Purpose: This paper describes discolysis by intradiscal, periganglionic and periradicular oxygen-ozone (O(2)-O(3)) injection, a minimally invasive percutaneous technique for the treatment of lumbar disk herniation.
Materials and methods: From June 2000 to December 2006, we performed O(2)-O(3) chemonucleolysis procedures in 2,900 patients affected by lumbar disk herniation. Patients were selected on the basis of clinical, psychological, neurological and neuroradiological criteria. Exclusion criteria were extruded hernia and/or free disc fragments, hyperalgesic-paralysing sciatica and progressive neurological impairment of the affected limb. All percutaneous treatments were performed under computed tomography (CT) guidance. All patients were evaluated after 1 month, and those showing only partial success were scheduled for a second treatment session.
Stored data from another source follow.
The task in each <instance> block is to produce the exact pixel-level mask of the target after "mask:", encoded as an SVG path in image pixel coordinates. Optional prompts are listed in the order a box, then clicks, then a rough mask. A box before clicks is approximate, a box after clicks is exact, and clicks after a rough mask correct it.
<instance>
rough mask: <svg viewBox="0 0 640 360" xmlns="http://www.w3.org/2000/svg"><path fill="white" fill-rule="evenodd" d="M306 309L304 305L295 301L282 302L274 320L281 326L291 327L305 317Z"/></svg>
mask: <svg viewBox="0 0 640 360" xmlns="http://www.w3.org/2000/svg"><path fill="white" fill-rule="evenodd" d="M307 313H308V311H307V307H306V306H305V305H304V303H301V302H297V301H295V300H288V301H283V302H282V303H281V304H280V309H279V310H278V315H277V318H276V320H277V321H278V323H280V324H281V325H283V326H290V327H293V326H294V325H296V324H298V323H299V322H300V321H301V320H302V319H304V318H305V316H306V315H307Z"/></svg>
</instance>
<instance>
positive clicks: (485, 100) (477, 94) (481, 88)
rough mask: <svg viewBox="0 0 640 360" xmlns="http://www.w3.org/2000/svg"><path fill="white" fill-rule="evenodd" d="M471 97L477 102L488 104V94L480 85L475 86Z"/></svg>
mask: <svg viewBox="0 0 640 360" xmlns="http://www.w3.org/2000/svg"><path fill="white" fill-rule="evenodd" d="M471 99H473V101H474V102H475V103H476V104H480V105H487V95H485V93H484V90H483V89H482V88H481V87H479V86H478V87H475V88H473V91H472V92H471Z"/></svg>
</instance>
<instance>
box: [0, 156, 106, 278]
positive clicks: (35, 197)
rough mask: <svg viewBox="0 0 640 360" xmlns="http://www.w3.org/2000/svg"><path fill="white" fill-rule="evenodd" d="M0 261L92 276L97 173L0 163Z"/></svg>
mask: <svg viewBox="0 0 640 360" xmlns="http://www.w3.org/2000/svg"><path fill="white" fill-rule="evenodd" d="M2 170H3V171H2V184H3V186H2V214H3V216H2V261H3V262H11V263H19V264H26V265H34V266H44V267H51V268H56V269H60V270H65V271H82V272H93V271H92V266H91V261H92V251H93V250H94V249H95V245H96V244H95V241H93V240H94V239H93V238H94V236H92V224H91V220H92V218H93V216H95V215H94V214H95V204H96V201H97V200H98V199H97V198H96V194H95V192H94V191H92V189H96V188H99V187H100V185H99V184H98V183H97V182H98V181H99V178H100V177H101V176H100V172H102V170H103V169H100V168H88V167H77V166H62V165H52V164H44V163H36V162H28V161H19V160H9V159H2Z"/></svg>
Results: Results were evaluated with the modified MacNab classification, the visual analogue scale and the Oswestry Disability Index at 6 and 12 months. Success rates were 75%-80% for soft disc herniation, 70% for multiple-disc herniations and 55% for failed back surgery syndrome. None of the patients suffered early or late neurological or infectious complications.
Conclusions: According to our data, minimally invasive percutaneous treatment by intradiscal, periradicular or periganglionic O(2)-O(3) infiltration is a valuable and competitive technique that provides excellent results at low cost and without complications.